20th January 2022
The results of the excavation and analysis of the archaeology on the A21 Tonbridge to Pembury Dualling Scheme in Kent have been published in a new Oxford Archaeology monograph
The volume, The Castle Hill Brickworks and Somerhill Estate, explores the well-preserved remains of a 19th-century rural estate brickworks, very few examples of which still survive. The brickworks were established by 1833 within the grounds of the Somerhill Estate, and continued to produce bricks, tiles and drains for the estate and the local area until the 1930s.
The excavated remains included three kilns, six drying sheds, a workshop and two pugmills, together with a cottage, office, clay pits and ponds, and provide the most complete picture of a rural brickworks that has been published from anywhere in the south-east of England.
Construction of the road necessitated the removal of Burgess Hill Farm, one of the post-medieval farms attached to the estate.
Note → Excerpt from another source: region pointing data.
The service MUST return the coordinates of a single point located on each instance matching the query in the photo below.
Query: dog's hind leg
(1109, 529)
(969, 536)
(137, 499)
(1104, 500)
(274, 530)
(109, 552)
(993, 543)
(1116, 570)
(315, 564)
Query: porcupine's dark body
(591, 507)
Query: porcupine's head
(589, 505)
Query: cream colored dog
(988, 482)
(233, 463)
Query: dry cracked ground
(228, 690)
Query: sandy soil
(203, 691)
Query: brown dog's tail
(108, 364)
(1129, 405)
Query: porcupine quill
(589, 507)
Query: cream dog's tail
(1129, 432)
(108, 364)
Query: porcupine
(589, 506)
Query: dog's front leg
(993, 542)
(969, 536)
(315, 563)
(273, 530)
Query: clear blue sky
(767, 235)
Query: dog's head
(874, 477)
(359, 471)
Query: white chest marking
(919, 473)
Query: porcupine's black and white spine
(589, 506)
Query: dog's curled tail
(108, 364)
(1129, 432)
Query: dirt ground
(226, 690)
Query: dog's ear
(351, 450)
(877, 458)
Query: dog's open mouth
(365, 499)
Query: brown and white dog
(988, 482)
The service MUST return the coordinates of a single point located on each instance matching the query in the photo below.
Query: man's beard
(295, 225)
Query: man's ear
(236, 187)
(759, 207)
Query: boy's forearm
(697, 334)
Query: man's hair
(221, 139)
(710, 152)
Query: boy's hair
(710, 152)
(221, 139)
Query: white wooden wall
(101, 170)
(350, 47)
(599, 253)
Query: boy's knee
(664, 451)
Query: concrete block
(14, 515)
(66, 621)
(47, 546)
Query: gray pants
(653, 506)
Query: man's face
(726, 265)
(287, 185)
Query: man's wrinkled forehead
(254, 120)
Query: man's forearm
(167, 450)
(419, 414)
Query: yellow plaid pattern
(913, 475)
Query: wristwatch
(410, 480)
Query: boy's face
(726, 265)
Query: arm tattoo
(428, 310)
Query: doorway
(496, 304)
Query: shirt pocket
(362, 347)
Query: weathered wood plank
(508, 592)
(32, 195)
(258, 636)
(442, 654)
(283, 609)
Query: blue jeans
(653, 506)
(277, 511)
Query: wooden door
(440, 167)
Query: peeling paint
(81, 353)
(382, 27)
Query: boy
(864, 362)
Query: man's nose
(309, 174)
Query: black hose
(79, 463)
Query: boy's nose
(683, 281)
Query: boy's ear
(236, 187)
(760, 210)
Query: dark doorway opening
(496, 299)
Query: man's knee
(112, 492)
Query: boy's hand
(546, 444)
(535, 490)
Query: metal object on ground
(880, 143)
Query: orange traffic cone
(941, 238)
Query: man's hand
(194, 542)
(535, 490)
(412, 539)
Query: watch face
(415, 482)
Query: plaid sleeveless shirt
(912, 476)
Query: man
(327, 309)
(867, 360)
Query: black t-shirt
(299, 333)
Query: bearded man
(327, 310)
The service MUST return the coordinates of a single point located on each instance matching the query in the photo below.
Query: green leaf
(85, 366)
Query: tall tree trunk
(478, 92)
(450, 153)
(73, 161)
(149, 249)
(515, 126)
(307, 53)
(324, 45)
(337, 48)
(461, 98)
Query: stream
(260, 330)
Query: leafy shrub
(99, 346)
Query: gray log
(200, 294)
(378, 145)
Buildings were recorded before their demolition, and trenches were excavated to characterise the below-ground remains.
Both the brickworks and the farm were situated alongside the Tonbridge to Hastings road (later the A21), and between them a turnpike milepost was found in situ, and the remains of the 17th/18th-century road were preserved at a passing place on the slope up to Castle Hill, where timber for the brickworks was grown.
The book, priced at £15, is available from Oxbow Books.